Entries may point to free or non-existent inodes.
At this we point, we may need new incore structures and
may be able to trash an old one (like the filesystem
block map)
If '/' is trashed, then reinitialize it.
If no realtime inodes, make them and if necessary, slam the
summary info into the realtime summary
inode. Ditto with the realtime bitmap inode.
Make orphanage (lost+found ???).
Traverse each directory from '/' (unless it was created).
Check directory structure and each directory entry.
If the entry is bogus (points to a non-existent or
free inode, for example), mark that entry TBD. Maintain
link counts on all inodes. Currently, traversal is
depth-first.
Mark every inode reached as "reached" (includes
bumping up link counts).
If a entry points to a directory but the parent (..)
disagrees, then blow away the entry. if the directory
being pointed to winds up disconnected, it'll be moved
to the orphanage (and the link count incremented to
account for the link and the reached bit set then).
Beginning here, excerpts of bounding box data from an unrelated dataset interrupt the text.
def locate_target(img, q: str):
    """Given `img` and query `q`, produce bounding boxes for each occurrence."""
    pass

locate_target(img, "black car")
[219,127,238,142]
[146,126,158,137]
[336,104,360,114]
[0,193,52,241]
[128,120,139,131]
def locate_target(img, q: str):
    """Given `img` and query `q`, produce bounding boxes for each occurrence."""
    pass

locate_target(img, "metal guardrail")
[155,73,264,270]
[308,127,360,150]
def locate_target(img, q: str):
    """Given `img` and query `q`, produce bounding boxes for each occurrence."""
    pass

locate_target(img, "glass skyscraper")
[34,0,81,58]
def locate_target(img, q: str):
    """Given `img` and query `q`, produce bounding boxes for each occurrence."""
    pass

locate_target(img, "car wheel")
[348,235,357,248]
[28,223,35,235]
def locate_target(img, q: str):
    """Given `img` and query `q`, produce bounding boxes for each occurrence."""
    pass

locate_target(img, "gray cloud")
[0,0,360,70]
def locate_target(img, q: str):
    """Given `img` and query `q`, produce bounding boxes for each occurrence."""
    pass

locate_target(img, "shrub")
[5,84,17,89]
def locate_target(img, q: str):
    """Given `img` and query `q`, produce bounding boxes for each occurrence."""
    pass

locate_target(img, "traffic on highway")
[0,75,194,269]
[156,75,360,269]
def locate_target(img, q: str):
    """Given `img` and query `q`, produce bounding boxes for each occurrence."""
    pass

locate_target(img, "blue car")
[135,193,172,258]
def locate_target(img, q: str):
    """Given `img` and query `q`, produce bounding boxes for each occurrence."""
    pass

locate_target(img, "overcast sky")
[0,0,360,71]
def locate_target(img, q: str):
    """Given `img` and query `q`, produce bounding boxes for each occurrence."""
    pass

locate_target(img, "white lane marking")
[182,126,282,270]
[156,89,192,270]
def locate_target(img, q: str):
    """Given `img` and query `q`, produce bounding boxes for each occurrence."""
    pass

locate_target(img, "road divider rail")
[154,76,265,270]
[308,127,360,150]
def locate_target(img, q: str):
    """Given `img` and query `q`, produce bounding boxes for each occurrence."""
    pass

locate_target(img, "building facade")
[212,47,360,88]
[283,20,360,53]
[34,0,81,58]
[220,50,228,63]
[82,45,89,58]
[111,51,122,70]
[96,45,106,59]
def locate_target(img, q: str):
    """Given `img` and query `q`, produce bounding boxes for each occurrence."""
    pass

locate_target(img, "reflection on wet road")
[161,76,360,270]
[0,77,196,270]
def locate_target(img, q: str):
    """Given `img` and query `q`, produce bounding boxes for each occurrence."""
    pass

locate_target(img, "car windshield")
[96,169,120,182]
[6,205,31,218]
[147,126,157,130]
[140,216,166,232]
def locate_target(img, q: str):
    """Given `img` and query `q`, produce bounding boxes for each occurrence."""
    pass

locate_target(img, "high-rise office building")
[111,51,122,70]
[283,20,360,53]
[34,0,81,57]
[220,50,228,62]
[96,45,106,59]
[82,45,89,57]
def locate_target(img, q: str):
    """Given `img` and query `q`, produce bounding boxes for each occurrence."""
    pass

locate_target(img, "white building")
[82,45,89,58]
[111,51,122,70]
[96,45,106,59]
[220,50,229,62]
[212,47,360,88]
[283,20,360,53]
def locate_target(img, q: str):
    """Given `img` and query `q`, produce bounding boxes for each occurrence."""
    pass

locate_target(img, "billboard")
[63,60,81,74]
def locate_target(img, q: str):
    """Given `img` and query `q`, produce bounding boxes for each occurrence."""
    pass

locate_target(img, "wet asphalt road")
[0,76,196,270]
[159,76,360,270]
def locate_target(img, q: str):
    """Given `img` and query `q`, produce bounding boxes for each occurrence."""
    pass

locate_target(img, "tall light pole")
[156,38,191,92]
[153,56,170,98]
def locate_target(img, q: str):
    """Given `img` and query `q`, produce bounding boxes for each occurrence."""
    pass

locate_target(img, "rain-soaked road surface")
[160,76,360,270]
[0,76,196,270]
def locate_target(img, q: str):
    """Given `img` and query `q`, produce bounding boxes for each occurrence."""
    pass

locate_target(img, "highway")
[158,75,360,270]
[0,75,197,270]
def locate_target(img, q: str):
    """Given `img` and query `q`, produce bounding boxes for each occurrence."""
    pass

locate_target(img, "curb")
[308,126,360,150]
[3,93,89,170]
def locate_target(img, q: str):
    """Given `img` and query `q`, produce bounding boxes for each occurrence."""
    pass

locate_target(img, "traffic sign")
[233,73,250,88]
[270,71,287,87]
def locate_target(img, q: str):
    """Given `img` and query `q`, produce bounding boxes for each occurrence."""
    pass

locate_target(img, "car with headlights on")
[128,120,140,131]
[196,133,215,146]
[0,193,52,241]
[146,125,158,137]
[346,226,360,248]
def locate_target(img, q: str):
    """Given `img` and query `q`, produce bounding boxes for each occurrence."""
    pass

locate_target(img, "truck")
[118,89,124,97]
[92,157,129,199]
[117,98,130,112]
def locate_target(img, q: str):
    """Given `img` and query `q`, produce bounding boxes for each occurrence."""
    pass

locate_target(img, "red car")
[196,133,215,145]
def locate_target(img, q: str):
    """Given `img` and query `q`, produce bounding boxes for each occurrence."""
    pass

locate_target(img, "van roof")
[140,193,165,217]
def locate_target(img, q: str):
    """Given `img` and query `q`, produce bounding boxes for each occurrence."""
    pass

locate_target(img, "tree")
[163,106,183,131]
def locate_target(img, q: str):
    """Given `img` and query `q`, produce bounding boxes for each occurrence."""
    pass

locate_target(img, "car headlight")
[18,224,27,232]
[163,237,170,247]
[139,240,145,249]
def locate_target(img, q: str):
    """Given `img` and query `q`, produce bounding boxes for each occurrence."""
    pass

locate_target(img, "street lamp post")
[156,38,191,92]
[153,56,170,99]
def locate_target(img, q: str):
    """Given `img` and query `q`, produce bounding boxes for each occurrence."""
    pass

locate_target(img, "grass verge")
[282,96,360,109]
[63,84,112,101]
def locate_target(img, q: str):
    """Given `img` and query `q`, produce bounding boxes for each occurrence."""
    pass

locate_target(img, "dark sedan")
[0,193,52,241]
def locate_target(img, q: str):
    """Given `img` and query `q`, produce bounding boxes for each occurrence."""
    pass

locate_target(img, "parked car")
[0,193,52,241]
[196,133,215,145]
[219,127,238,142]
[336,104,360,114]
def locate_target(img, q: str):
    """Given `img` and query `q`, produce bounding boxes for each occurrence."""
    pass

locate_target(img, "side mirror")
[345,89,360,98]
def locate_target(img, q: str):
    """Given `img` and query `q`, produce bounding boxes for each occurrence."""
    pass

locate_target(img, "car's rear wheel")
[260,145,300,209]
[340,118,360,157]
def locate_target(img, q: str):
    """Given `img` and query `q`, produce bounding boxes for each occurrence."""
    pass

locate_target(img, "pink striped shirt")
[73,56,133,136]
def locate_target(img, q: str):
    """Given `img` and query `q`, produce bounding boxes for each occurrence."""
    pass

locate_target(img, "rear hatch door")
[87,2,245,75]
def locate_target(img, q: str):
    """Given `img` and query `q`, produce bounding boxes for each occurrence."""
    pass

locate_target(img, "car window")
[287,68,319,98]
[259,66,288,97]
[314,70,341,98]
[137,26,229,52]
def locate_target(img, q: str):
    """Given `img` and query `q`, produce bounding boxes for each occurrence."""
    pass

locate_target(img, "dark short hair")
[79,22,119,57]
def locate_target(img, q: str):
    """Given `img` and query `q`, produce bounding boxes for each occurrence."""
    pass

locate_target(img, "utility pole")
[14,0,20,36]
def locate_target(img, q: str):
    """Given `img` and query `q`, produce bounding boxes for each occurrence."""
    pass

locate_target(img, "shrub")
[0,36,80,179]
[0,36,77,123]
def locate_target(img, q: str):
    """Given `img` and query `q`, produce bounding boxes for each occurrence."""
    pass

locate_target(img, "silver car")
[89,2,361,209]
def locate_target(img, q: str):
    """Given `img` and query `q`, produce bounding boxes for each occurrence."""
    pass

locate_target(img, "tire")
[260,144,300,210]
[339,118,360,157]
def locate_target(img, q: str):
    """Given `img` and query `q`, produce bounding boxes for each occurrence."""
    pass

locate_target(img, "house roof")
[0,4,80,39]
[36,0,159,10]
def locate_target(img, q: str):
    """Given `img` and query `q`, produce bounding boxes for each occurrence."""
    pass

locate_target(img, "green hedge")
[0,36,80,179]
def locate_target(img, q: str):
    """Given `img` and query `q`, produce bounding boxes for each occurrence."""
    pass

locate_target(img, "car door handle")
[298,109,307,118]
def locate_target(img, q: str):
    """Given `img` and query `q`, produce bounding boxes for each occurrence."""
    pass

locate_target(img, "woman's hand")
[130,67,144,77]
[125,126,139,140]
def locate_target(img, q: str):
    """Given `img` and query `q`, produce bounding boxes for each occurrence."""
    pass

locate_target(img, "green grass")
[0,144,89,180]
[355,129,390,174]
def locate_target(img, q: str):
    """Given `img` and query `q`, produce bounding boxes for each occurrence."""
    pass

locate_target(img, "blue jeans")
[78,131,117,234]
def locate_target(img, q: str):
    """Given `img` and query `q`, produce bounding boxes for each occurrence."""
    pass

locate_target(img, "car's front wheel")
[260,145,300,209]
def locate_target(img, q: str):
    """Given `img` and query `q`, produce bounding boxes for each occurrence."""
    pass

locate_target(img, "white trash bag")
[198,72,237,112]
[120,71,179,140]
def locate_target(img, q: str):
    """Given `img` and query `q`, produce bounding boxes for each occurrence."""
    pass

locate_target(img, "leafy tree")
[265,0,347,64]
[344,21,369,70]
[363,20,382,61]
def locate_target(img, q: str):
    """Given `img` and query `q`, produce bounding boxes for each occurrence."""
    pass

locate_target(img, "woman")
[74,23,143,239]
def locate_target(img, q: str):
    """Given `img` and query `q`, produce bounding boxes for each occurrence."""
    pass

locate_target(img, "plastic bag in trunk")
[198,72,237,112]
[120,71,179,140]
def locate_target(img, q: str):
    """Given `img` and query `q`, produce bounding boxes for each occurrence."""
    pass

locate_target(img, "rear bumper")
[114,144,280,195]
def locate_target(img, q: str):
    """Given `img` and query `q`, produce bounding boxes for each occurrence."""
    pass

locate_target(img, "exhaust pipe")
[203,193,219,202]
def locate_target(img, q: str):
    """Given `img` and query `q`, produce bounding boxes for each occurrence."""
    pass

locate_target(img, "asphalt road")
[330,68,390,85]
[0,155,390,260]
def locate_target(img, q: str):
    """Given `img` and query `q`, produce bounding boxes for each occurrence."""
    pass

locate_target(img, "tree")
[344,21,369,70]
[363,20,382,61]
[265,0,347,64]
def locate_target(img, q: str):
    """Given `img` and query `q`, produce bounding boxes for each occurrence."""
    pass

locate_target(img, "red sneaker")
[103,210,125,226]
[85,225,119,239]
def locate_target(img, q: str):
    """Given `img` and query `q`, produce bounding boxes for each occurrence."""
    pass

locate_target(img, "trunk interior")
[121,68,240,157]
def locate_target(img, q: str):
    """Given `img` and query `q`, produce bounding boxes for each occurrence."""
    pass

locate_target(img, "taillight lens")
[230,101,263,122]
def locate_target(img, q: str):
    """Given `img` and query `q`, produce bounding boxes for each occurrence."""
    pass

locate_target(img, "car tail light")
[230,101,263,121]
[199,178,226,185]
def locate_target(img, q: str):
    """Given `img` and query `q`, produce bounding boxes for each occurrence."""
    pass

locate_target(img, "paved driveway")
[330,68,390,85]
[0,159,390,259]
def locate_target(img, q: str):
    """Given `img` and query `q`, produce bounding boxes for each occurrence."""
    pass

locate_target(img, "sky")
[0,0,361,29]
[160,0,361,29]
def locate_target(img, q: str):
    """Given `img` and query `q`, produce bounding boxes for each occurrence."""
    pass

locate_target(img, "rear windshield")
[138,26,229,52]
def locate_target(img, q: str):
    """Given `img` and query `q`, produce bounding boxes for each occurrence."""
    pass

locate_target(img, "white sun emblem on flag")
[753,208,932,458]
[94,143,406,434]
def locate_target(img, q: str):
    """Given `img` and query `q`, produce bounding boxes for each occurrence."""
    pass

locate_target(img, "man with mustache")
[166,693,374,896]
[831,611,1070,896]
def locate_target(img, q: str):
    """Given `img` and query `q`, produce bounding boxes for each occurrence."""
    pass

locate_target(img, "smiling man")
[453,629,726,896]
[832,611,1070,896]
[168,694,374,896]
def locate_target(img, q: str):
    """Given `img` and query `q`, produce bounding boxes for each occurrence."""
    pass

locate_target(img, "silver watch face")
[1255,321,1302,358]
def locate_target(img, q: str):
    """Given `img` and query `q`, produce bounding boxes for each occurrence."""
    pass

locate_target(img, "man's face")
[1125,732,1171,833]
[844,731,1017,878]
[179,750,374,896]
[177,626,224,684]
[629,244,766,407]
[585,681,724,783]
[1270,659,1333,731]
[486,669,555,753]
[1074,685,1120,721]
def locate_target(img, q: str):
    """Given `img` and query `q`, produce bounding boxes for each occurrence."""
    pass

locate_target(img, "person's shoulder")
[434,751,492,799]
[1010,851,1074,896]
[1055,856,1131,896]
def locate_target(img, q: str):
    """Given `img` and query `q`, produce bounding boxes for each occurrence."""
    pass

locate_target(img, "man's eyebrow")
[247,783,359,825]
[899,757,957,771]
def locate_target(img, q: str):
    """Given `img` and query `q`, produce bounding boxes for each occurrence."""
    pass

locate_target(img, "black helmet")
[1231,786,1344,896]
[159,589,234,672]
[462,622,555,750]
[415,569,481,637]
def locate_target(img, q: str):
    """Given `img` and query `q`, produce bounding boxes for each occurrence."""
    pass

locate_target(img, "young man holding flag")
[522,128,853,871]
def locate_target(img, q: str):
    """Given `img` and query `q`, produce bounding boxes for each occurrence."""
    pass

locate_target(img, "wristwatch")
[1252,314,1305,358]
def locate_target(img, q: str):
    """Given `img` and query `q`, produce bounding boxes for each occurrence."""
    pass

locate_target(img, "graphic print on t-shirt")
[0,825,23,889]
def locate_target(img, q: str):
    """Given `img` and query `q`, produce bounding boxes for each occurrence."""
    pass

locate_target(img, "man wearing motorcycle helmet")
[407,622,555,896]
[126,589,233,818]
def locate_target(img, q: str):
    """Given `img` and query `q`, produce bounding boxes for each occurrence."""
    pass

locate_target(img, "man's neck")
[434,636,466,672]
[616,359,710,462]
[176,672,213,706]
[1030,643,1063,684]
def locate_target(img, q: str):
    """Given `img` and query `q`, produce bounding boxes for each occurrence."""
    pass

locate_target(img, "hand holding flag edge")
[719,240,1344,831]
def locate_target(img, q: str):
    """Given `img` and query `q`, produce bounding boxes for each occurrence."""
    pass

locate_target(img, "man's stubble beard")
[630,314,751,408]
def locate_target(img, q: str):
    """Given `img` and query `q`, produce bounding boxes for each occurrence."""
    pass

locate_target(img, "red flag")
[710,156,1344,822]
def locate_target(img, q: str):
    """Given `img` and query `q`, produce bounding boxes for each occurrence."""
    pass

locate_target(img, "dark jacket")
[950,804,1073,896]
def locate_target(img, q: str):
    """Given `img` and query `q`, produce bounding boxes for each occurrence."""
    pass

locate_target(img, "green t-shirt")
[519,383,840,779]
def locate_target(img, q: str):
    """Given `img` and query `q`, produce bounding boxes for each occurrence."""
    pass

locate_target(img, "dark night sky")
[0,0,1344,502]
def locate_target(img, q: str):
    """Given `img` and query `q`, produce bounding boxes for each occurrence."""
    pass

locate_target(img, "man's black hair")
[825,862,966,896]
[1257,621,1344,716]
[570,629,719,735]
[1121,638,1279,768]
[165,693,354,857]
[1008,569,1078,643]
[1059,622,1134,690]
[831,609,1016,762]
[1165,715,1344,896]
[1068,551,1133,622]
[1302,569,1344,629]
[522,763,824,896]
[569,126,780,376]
If an entry points to a directory that we've already
reached, then some entry is bad and should be blown
away. It's easiest to blow away the current entry
plus since presumably the parent entry in the
reached directory points to another directory,
then it's far more likely that the current
entry is bogus (otherwise the parent should point
at it).
If an entry points to a non-existent of free inode,
blow the entry away.
Every time a good entry is encountered update the
link count for the inode that the entry points to.
After traversal, scan incore inode map for directories not
reached. Go to first one and try and find its root
by following .. entries. Once at root, run traversal
algorithm. When algorithm terminates, move subtree
root inode to the orphanage. Repeat as necessary
until all disconnected directories are attached.
Move all disconnected inodes to orphanage.
- Phase 7: reset reference counts if required.
Now traverse the on-disk inodes again, and make sure on-disk
reference counts are correct. Reset if necessary.
SKIP all unused inodes -- that also makes us
skip the orphanage inode which we think is
unused but is really used. However, the ref counts
on that should be right so that's ok.
---
multiple TB xfs_repair
modify above to work in a couple of AGs at a time. The bitmaps
should span only the current set of AGs.
The key it scan the inode bmaps and keep a list of inodes
that span multiple AG sets and keep the list in a data structure
that's keyed off AG set # as well as inode # and also has a bit
to indicate whether or not the inode will be cleared.
Then in each AG set, when doing duplicate extent processing,
you have to process all multi-AG-set inodes that claim blocks in
the current AG set. If there's a conflict, you mark clear the
inode in the current AG and you mark the multi-AG inode as
"to be cleared".
After going through all AGs, you can clear the to-be-cleared
multi-AG-set inodes and pull them off the list.
When building up the AG freespace trees, you walk the bmaps
of all multi-AG-set inodes that are in the AG-set and include
blocks claimed in the AG by the inode as used.
This probably involves adding a phase 3-0 which would have to
check all the inodes to see which ones are multi-AG-set inodes
and set up the multi-AG-set inode data structure. Plus the
process_dinode routines may have to be altered just a bit
to do the right thing if running in tera-byte mode (call
out to routines that check the multi-AG-set inodes when
appropriate).
To make things go faster, phase 3-0 could probably run
in parallel. It should be possible to run phases 2-5
in parallel as well once the appropriate synchronization
is added to the incore routines and the static directory
leaf block bitmap is changed to be on the stack.
Phase 7 probably can be in parallel as well.
By in parallel, I mean that assuming that an AG-set
contains 4 AGs, you could run 4 threads, 1 per AG
in parallel to process the AG set.
I don't see how phase 6 can be run in parallel though.
And running Phase 8 in parallel is just silly.